Splendors of the Sea
Oceans cover over 70% of the earth's surface, making them the largest and most diverse of the world's ecosystems. Scientists have divided the ocean into five main layers: epipelagic, mesopelagic, bathypelagic, abyssopelagic, and lastly hadapelagic. These layers, known as "zones," extend from the surface to extreme depths past 20,000 feet. Though most organisms live in the epipelagic zone (because this is the layer where most of the visible light exists), marine organisms can be found in all levels of the ocean. The deepest known point is located in the Mariana Trench off the coast of Japan at 35,797 feet. The temperature at this depth is just above freezing, and the pressure is an astonishing eight tons per square inch (the weight of 48 Boeing 474 jets). In spite of the temperature and pressure, life can still thrive at these depths.
As a society, we incorporate the ocean in our everyday lives: from transportation - to the use of its vast resources - to its recreational aspects. The Rosenberg Library had an assortment of shells and organisms on display to represent a variety of the more local species. Many of the items were found along the Galveston beaches.
Sand dollars are flat, round marine animals that are related to sea urchins and sea stars. The bodies of these animals consist of a set of five pores arranged in a petal pattern. The pores are used to move sea water into the internal water-vascular system, allowing the creature to move. Once sand dollars die and wash up on the beach, they are usually missing their spines and velvety covering, and their color has been bleached out by the sun.
Sea urchins are small, globular creatures with protective spines. Their colors range from black and brown to purple, green, and red. Urchins move slowly through the water as they feed on algae. These unusual sea animals are considered a culinary delicacy in some parts of the world.
Sea beans are seeds and fruits from coastal plants that make their way into the ocean and drift along with ocean currents. They can be found washed ashore in all parts of the world, particularly after high tides during hurricane season. Some sea beans are used for medicinal purposes and can found in nutritional supplements.
Reef-building corals are actually made up of two different living organisms — an animal and a plant that lives inside the animal. The animal portion is a simple polyp with a circle of tentacles surrounding a central mouth. Hundreds of thousands of interconnected polyps form a reef. The plant portion is single cell of algae that lives inside the polyp. The polyp provides a home for the algae and also provides the nitrogen and carbon dioxide needed for photosynthesis. In exchange, the algae uses photosynthesis to produce food for the animal.
Sea Stars (Starfish)
There are approximately 2,000 species of sea star living the world’s oceans. Though most species have five arms, some types of star fish can have up to forty arms. Their bony, calcified skin protects them from most predators, and many are brightly colored to scare off potential attackers. Sea stars are well known for their ability to regenerate lost limbs. Some sea stars require an intact central body in order to regenerate; however, a few species can grow an entirely new sea star from just a portion of a severed limb. Most sea stars also have the remarkable ability to consume prey outside their bodies by using their cupped tube feet to pry open clams and oysters. They consume their prey with a sack-like cardiac stomach.

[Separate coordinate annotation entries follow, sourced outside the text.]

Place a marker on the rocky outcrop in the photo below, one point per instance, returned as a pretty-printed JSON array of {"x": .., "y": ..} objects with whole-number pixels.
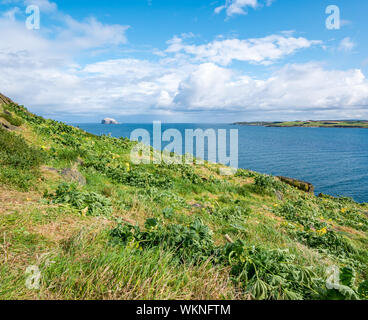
[
  {"x": 109, "y": 121},
  {"x": 301, "y": 185}
]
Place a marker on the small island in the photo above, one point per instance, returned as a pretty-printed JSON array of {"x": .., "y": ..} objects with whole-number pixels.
[
  {"x": 109, "y": 121},
  {"x": 310, "y": 124}
]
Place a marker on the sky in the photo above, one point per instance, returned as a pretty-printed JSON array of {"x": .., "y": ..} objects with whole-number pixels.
[{"x": 186, "y": 60}]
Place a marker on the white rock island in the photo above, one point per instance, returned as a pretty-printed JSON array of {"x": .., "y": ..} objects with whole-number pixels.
[{"x": 109, "y": 121}]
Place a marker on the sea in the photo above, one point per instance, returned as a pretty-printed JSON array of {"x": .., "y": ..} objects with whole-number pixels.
[{"x": 334, "y": 160}]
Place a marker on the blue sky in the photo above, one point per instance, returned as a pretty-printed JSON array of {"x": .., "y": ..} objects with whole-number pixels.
[{"x": 186, "y": 61}]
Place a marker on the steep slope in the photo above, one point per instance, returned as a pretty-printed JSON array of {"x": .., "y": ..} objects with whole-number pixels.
[{"x": 79, "y": 221}]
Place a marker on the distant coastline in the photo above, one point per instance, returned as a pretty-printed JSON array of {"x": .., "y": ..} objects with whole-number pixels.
[{"x": 310, "y": 124}]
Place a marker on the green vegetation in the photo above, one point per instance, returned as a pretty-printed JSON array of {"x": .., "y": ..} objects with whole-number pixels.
[
  {"x": 311, "y": 124},
  {"x": 164, "y": 231}
]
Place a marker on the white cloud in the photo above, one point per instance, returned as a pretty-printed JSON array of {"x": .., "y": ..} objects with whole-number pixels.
[
  {"x": 234, "y": 7},
  {"x": 346, "y": 44},
  {"x": 259, "y": 50},
  {"x": 293, "y": 87},
  {"x": 38, "y": 68},
  {"x": 44, "y": 5}
]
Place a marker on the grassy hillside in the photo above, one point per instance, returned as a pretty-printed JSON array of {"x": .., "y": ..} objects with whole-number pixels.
[
  {"x": 311, "y": 124},
  {"x": 98, "y": 227}
]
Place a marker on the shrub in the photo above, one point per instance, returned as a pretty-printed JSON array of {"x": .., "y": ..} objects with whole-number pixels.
[
  {"x": 12, "y": 120},
  {"x": 15, "y": 152},
  {"x": 267, "y": 184},
  {"x": 191, "y": 243},
  {"x": 19, "y": 162},
  {"x": 94, "y": 203}
]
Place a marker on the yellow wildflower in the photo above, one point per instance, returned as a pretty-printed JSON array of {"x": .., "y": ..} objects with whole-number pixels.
[{"x": 322, "y": 231}]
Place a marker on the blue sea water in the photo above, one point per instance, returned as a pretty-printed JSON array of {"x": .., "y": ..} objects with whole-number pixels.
[{"x": 335, "y": 160}]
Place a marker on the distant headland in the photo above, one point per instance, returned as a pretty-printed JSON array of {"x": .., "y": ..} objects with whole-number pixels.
[{"x": 310, "y": 124}]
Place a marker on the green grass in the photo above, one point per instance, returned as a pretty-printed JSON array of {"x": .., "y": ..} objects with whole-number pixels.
[{"x": 162, "y": 231}]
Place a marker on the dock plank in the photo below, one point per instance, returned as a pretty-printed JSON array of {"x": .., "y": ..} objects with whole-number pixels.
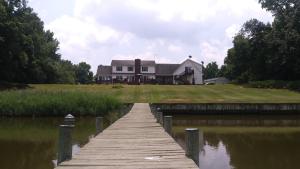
[{"x": 135, "y": 141}]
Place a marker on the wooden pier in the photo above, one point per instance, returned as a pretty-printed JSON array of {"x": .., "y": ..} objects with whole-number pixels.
[{"x": 135, "y": 141}]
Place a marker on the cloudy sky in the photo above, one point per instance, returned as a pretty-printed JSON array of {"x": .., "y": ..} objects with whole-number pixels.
[{"x": 97, "y": 31}]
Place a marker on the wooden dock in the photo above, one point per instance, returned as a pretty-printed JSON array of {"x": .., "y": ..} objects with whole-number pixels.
[{"x": 135, "y": 141}]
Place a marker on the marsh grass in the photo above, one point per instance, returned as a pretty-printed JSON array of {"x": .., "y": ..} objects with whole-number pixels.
[{"x": 55, "y": 103}]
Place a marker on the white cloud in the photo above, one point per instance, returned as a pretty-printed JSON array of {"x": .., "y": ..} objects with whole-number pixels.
[
  {"x": 97, "y": 31},
  {"x": 174, "y": 48},
  {"x": 232, "y": 30}
]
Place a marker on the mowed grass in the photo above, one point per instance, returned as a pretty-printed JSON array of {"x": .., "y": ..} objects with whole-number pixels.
[{"x": 182, "y": 94}]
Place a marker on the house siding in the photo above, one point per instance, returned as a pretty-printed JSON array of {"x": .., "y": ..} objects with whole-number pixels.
[{"x": 198, "y": 75}]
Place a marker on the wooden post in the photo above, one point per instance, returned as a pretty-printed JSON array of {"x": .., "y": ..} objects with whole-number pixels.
[
  {"x": 69, "y": 120},
  {"x": 159, "y": 117},
  {"x": 64, "y": 143},
  {"x": 99, "y": 125},
  {"x": 192, "y": 144},
  {"x": 168, "y": 122}
]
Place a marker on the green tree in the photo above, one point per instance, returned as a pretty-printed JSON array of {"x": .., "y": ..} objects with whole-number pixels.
[
  {"x": 28, "y": 53},
  {"x": 211, "y": 70},
  {"x": 83, "y": 73}
]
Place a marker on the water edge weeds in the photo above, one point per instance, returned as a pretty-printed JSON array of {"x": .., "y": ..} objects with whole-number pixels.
[{"x": 60, "y": 103}]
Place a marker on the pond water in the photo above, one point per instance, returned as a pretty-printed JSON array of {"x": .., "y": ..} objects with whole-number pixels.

Sawfish are a family of marine animals related to sharks and rays. Their most striking feature is their saw-like snout, called the rostrum. The rostrum works like a metal detector as the sawfish hovers over the ocean floor looking for hidden food. It is also used as a digging tool to unearth buried crustaceans. The sawfish catches its prey by waiting for a fish to swim by before it slashes at it with its saw, usually stunning or injuring the prey.

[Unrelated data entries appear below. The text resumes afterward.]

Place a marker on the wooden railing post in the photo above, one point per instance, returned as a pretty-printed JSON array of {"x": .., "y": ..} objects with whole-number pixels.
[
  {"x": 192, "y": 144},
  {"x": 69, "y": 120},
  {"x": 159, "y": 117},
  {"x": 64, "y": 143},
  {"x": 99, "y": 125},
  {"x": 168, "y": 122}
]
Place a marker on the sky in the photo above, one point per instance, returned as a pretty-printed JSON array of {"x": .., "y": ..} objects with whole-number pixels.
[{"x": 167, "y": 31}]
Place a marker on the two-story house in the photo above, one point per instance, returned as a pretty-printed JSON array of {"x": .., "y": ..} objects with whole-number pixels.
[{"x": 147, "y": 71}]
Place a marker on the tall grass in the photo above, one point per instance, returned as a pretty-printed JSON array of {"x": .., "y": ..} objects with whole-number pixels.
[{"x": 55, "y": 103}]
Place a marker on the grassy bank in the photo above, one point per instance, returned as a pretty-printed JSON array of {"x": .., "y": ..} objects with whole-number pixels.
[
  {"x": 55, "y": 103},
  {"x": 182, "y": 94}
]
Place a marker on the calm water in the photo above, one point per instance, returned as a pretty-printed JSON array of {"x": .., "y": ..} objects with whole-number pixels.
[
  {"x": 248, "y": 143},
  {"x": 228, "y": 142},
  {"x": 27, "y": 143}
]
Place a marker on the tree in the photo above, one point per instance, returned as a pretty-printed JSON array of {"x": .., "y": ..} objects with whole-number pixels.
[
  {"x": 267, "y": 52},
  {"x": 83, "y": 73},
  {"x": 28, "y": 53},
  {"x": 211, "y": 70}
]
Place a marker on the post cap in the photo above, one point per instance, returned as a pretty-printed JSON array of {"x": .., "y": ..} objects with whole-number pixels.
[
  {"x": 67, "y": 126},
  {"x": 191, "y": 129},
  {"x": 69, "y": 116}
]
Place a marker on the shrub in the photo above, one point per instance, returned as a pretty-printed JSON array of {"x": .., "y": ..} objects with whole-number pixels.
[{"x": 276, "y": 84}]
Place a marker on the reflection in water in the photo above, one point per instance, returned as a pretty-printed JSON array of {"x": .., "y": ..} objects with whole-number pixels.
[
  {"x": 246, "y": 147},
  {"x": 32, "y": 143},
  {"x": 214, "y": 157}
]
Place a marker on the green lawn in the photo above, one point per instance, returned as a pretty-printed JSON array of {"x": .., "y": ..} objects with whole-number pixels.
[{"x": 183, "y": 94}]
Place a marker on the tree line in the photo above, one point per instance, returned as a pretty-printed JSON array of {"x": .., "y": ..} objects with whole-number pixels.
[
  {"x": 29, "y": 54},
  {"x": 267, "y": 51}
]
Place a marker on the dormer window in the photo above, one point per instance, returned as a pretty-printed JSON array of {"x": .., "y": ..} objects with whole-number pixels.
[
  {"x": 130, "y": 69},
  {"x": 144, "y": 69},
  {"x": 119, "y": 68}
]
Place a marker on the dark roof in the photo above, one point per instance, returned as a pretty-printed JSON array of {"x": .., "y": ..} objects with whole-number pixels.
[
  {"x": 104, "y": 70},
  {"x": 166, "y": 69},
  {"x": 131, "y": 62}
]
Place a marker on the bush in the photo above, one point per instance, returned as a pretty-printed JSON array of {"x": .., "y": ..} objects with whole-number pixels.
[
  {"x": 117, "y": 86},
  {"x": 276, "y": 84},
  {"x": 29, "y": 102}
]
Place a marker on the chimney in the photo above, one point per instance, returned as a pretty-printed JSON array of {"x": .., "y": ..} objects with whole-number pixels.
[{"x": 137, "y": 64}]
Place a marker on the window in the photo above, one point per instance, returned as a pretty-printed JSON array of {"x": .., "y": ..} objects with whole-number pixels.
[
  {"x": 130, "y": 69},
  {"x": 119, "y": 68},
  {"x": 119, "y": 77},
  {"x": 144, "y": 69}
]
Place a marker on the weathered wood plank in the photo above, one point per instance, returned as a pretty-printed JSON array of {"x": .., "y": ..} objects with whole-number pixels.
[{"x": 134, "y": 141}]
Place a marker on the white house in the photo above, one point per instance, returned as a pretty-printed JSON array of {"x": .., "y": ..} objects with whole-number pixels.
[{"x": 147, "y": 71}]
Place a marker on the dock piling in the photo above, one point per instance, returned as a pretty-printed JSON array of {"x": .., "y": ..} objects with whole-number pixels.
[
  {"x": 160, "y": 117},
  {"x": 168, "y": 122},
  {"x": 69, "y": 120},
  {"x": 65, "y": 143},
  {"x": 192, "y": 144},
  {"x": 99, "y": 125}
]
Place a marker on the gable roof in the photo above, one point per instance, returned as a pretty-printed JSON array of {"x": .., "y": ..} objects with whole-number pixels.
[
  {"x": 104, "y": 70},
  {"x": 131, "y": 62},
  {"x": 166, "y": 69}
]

Sawfish are found in tropical and sub-tropical areas around Africa, Australia, and the Caribbean. They can be found in both fresh and salt water. All species of sawfish are considered critically endangered.

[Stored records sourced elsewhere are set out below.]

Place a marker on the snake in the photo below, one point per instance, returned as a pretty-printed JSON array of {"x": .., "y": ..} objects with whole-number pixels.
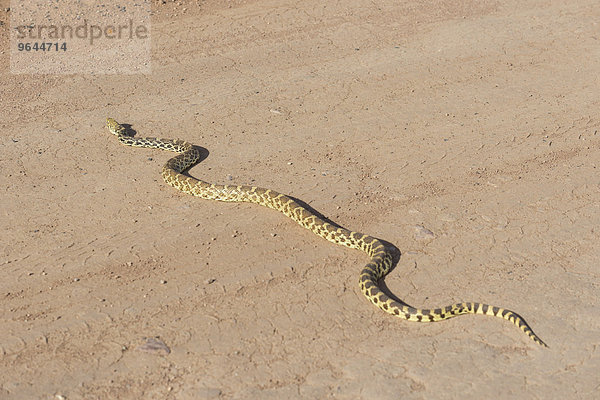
[{"x": 381, "y": 257}]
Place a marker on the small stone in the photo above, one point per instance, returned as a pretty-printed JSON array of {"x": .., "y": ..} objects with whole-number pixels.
[
  {"x": 154, "y": 346},
  {"x": 422, "y": 233}
]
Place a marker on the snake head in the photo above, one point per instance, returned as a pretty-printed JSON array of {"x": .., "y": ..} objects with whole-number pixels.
[{"x": 114, "y": 127}]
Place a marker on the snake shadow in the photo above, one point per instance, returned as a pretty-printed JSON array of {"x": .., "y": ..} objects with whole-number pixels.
[{"x": 394, "y": 251}]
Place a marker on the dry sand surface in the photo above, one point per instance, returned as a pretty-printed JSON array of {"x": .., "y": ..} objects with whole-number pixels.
[{"x": 476, "y": 120}]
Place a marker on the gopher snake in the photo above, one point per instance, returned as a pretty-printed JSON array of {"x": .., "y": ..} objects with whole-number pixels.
[{"x": 381, "y": 258}]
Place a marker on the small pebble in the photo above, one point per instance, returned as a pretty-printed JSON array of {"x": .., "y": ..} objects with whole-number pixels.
[
  {"x": 422, "y": 233},
  {"x": 154, "y": 346}
]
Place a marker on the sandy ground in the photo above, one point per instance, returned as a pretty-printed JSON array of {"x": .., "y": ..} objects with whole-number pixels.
[{"x": 477, "y": 120}]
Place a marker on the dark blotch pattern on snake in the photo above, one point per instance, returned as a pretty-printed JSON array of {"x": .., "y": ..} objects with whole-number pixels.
[{"x": 381, "y": 258}]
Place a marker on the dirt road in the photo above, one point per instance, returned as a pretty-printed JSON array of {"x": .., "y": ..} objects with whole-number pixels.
[{"x": 476, "y": 121}]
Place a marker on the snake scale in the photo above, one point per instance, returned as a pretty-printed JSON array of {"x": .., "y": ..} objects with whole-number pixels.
[{"x": 381, "y": 258}]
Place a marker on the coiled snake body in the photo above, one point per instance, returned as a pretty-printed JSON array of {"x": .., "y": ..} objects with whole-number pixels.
[{"x": 381, "y": 258}]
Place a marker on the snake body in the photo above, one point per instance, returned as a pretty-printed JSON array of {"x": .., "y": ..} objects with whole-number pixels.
[{"x": 380, "y": 257}]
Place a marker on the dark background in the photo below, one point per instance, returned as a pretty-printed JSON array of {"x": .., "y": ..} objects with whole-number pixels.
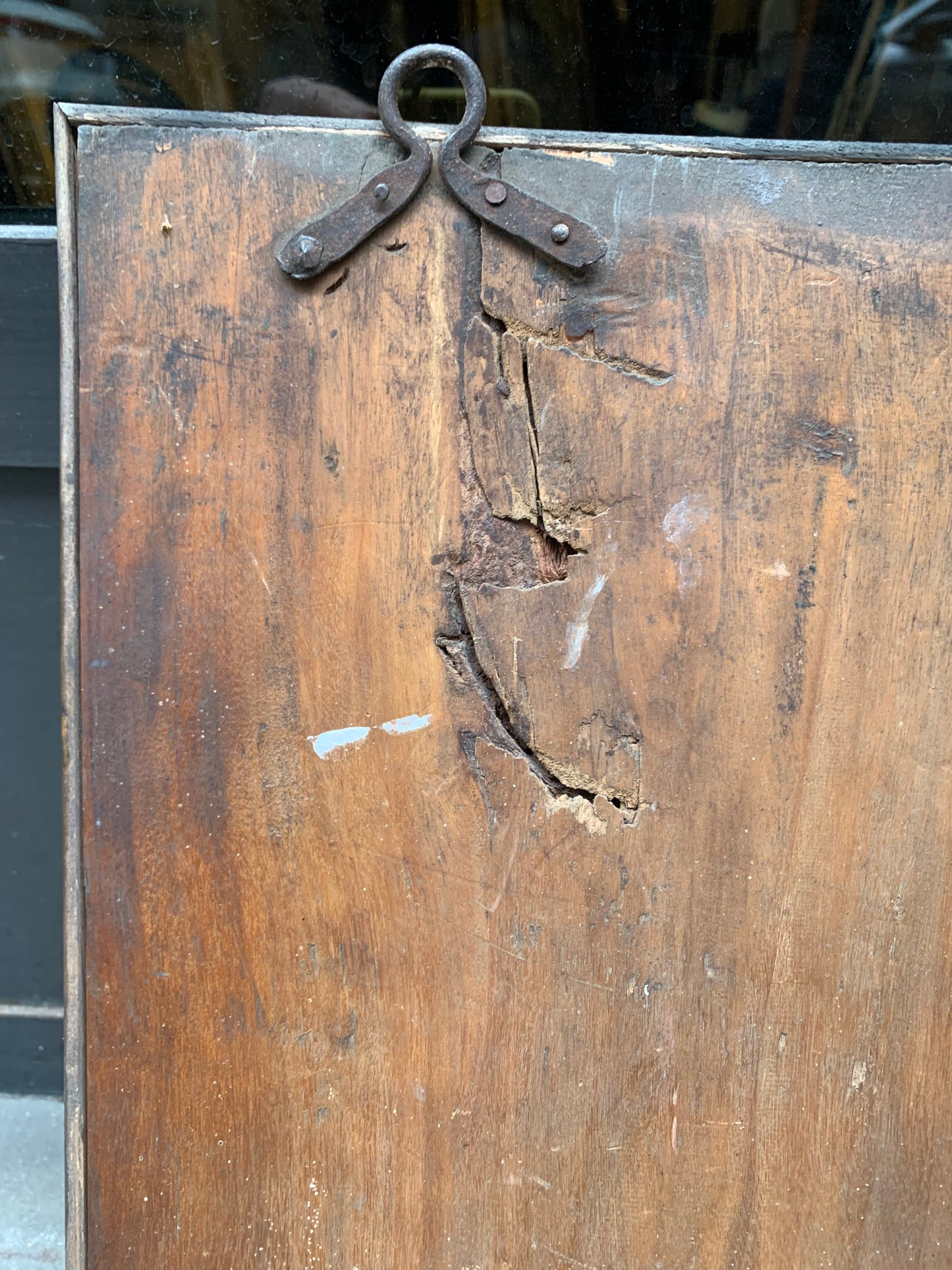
[{"x": 798, "y": 69}]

Seahorses are named for their equine appearance. Although they are fish, they do not have scales; rather they have a thin skin that stretches over a series of bony plates throughout their body. There are about 35 known species of seahorses. Their size depends on the species but can range anywhere from ¼ inch to over a foot. They are found in most of the world’s temperate and tropical coastal waters and in some of the world’s most threatened habitats: sea grasses, mangroves, coral reefs and estuaries. Seahorses are rare in that they are monogamous creatures, and it is the male who becomes pregnant when the female deposits eggs into his pouch. Each seahorse pregnancy lasts between 2 and 4 weeks. Males give birth to as few as 5 but as many as 2,000 “fry” at a time. Once the male gives birth, he usually becomes pregnant again right away.